Reading time: 2 menit
Ilustrasi: Ist.

Jakarta (Greeners) – Sistem Verifikasi Legalitas Kayu (SVLK) diharapkan menjadi jawaban atas tuntutan sustainable business di sektor kehutanan. Direktur Jenderal Pengelolaan Hutan Produksi Lestari (PHPL) Kementerian Lingkungan Hutan dan Kehutanan, Putera Pratama mengatakan bahwa SVLK telah menjamin tata kelola kehutanan secara lestari dan transparan dari hulu hingga hilir.

Indonesia sendiri, katanya, telah menetapkan secara wajib penggunaan SVLK sesuai dengan peraturan perundang-undangan dalam rangka memperbaiki tata kelola kehutanan dan memperbaiki reputasi produk perkayuan. Dalam konteks penerimaan SVLK di pasar internasional, Indonesia dan Uni Eropa telah meratifikasi Perjanjian Kemitraan Sukarela (FLEGT-VPA) masing-masing melalui Perpres tanggal 13 Maret 2014 dan Parlemen Uni Eropa tanggal 27 Februari 2014.

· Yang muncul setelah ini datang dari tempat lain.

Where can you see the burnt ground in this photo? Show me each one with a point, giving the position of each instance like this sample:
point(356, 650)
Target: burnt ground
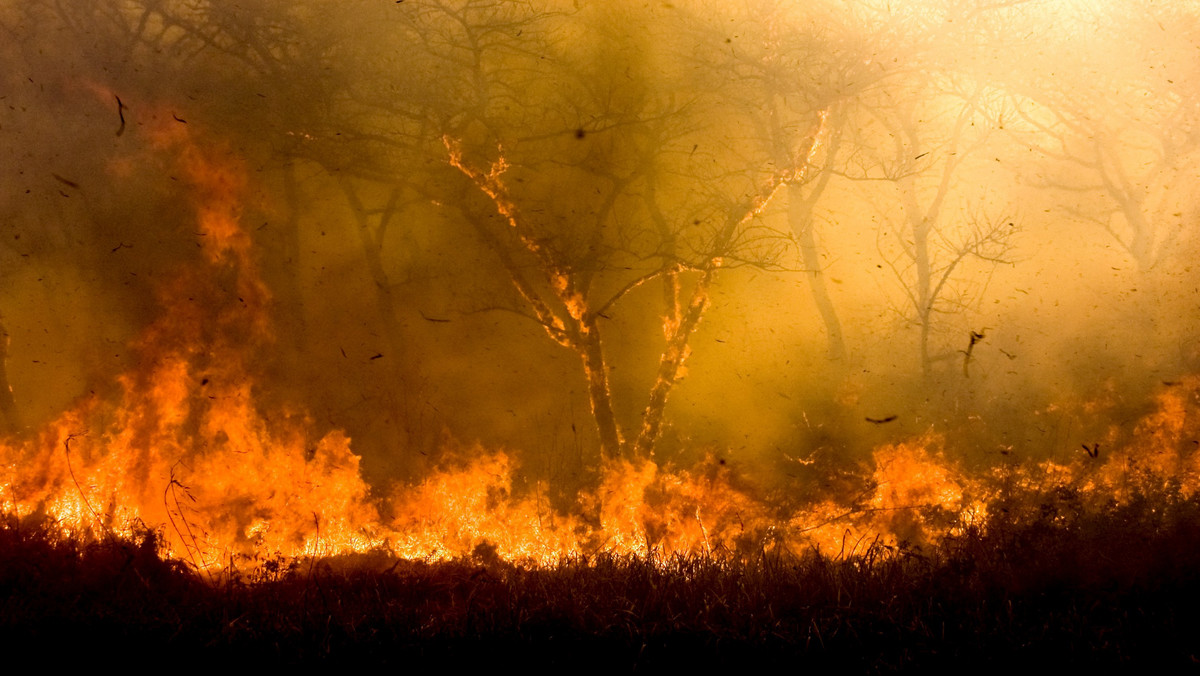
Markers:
point(1110, 591)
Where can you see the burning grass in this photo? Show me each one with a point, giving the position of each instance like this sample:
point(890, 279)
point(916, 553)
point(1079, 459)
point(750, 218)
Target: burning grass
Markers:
point(1048, 581)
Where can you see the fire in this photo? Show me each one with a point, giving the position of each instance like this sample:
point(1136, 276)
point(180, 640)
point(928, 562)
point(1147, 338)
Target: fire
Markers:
point(183, 446)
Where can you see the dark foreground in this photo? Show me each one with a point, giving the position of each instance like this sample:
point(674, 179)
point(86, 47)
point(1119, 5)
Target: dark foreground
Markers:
point(1109, 590)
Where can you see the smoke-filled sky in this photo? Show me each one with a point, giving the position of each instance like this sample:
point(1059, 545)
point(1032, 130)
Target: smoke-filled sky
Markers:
point(786, 228)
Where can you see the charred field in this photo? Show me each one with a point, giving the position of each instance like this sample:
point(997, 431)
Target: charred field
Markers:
point(838, 334)
point(1050, 586)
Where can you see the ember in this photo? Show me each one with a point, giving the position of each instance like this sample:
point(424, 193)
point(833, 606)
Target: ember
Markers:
point(520, 287)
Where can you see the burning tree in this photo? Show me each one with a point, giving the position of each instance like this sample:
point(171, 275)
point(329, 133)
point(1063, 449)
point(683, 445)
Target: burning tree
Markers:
point(588, 180)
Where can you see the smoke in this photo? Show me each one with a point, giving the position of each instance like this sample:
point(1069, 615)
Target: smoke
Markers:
point(624, 138)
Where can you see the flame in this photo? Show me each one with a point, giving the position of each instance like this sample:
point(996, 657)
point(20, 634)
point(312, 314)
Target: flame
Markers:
point(183, 446)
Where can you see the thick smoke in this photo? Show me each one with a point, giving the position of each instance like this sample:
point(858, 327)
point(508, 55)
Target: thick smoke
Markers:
point(972, 219)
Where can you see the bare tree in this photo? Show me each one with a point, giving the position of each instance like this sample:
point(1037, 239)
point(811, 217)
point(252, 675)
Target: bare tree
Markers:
point(933, 129)
point(1123, 169)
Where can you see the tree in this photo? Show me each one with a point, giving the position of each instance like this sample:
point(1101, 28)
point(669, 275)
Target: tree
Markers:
point(1123, 157)
point(933, 123)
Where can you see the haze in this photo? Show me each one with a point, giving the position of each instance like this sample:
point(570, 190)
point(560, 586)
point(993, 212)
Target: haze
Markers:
point(775, 232)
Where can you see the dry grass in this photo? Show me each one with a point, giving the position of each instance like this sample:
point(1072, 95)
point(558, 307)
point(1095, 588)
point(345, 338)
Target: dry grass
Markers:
point(1048, 584)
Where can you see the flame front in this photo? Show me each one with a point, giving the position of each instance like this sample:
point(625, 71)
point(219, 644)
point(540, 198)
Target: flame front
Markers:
point(184, 447)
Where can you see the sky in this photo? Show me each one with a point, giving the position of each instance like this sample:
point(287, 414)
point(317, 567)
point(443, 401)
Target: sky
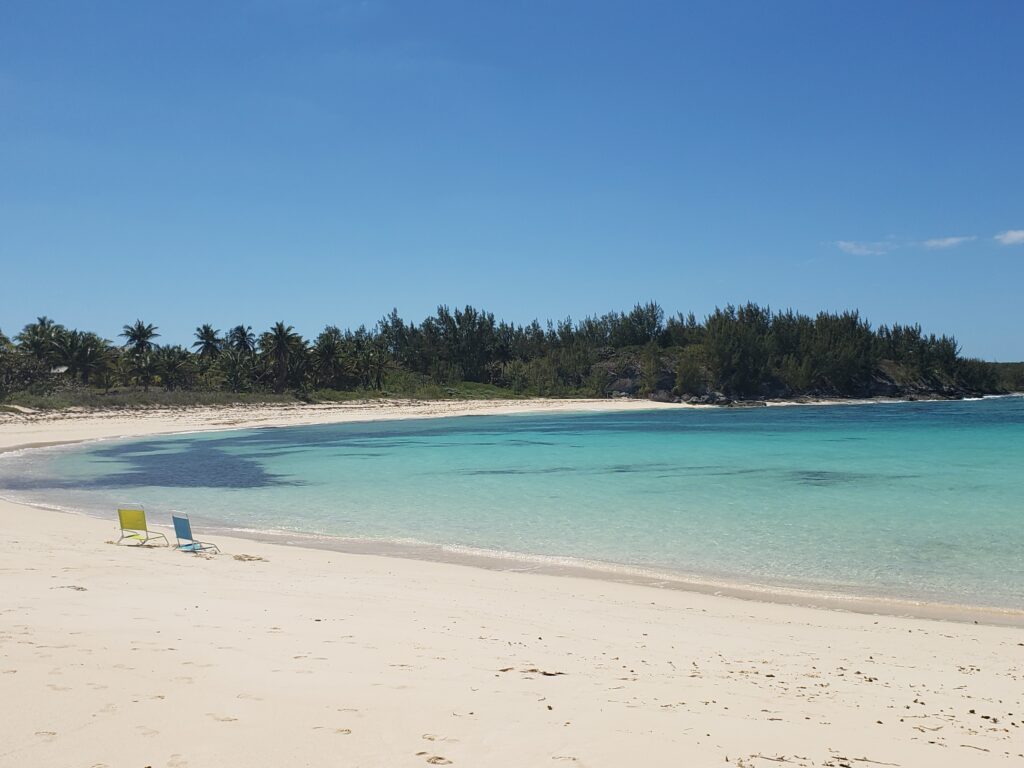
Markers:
point(320, 162)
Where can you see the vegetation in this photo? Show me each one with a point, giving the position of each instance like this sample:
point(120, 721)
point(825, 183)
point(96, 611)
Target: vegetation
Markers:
point(738, 352)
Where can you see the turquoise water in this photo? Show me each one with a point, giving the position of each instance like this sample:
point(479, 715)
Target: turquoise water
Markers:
point(922, 501)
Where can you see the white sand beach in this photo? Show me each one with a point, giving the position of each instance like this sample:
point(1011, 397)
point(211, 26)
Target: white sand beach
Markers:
point(280, 655)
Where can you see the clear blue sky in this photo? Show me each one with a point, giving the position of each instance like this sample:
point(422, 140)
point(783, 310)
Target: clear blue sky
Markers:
point(323, 162)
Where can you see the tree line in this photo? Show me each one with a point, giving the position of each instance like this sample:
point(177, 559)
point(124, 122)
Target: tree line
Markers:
point(744, 351)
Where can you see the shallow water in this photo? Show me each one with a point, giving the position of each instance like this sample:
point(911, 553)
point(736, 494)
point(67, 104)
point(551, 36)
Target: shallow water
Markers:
point(921, 501)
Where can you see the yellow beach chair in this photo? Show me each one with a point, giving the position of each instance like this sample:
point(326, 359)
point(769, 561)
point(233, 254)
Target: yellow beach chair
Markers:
point(132, 519)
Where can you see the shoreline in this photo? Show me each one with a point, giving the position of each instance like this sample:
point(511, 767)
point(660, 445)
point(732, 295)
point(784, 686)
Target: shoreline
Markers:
point(650, 577)
point(274, 654)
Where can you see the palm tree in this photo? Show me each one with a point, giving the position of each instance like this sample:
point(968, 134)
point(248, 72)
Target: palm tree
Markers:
point(139, 336)
point(236, 367)
point(329, 358)
point(37, 338)
point(174, 366)
point(281, 344)
point(241, 339)
point(85, 354)
point(208, 341)
point(145, 367)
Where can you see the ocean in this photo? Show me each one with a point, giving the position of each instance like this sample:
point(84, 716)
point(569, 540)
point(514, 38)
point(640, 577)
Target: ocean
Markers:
point(908, 501)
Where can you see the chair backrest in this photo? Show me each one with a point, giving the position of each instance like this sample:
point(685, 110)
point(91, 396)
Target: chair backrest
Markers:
point(182, 528)
point(132, 518)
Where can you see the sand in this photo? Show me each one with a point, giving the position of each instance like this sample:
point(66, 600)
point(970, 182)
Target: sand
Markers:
point(279, 655)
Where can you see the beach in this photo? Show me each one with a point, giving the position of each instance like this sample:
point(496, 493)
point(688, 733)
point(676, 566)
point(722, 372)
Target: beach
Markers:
point(271, 654)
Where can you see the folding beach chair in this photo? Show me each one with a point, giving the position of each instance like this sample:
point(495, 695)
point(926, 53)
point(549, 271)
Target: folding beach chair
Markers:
point(186, 543)
point(132, 519)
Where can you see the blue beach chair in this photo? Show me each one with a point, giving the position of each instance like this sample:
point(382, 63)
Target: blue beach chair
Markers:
point(187, 543)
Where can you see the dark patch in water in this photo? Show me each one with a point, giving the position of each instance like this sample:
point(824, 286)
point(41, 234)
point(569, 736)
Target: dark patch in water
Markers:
point(201, 464)
point(822, 477)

“Perjanjian dengan Uni Eropa ini diharapkan berujung dengan implementasi penuh FLEGT-VPA mulai April 2016 (FLEGT-Licenced Timber). Ini berarti Indonesia merupakan negara pertama di dunia yang mempunyai perjanjian semacam ini dengan Uni Eropa beserta spektrum dampak politisnya. Implementasi penuh SVLK memiliki makna produk kayu Indonesia dapat masuk ke pasar Uni Eropa tanpa melalui pemeriksaan kepabeanan (uji tuntas/due diligence),” katanya, Jakarta, Jumat (18/03).

Menurut Putera, saat ini peraturan tersebut sedang dalam proses revisi dan diharapkan perubahan regulasi ini akan mengedepankan perbaikan tata kelola kehutanan (good governance) serta keberpihakan pada Usaha Mikro Kecil Menengah (UMKM). Diantara beberapa poin perubahannya termasuk masa berlaku sertifikat bagi pelaku usaha atau hutan hak, industri kecil dan industri pengguna kayu rakyat menjadi enam tahun masa sertifikat dan dua tahun penilikan, yang mana semula tiga tahun masa sertifikat dan satu tahun penilikan.

Selain itu, peraturan ini juga untuk memastikan keterlacakan penggunaan bahan baku yang terjamin berasal dari “hulu” yang telah lolos SVLK (berstatus legal). Lalu, penegasan tidak boleh diekspornya produk kayu yang berasal dari hasil lelang dari kegiatan temuan, sitaan, rampasan melalui proses pengadilan.

“Selain itu, penguatan sistem SVLK melalui mekanisme pemantauan atau pengawasan yang dilakukan oleh LSM, Pemerintah Pusat dan Daerah juga akan diperkuat melalui revisi ini,” tutupnya.

Sebagai informasi, SVLK sendiri ditetapkan dengan Permenhut P.38/Menhut-II/2009, yang selanjutnya diatur dengan Permenhut Nomor: P.43/2014 jo. No. P.95/2014 tentang Standar dan Pedoman Penilaian Kinerja Pengelolaan Hutan Produksi Lestari dan Verifikasi Legalitas Kayu pada Pemegang Izin atau pada Hutan Hak.

Dengan diterbitkannya Permen LHK yang baru, diharapkan peran Pemda semakin besar dalam mendorong implementasi SVLK, di antaranya dengan membimbing pelaku usaha yang belum ber-SLK untuk dapat segera ber-SLK secara berkelompok, serta mendorong menyelesaikan persoalan perizinan yang selama ini dianggap terlalu birokratis.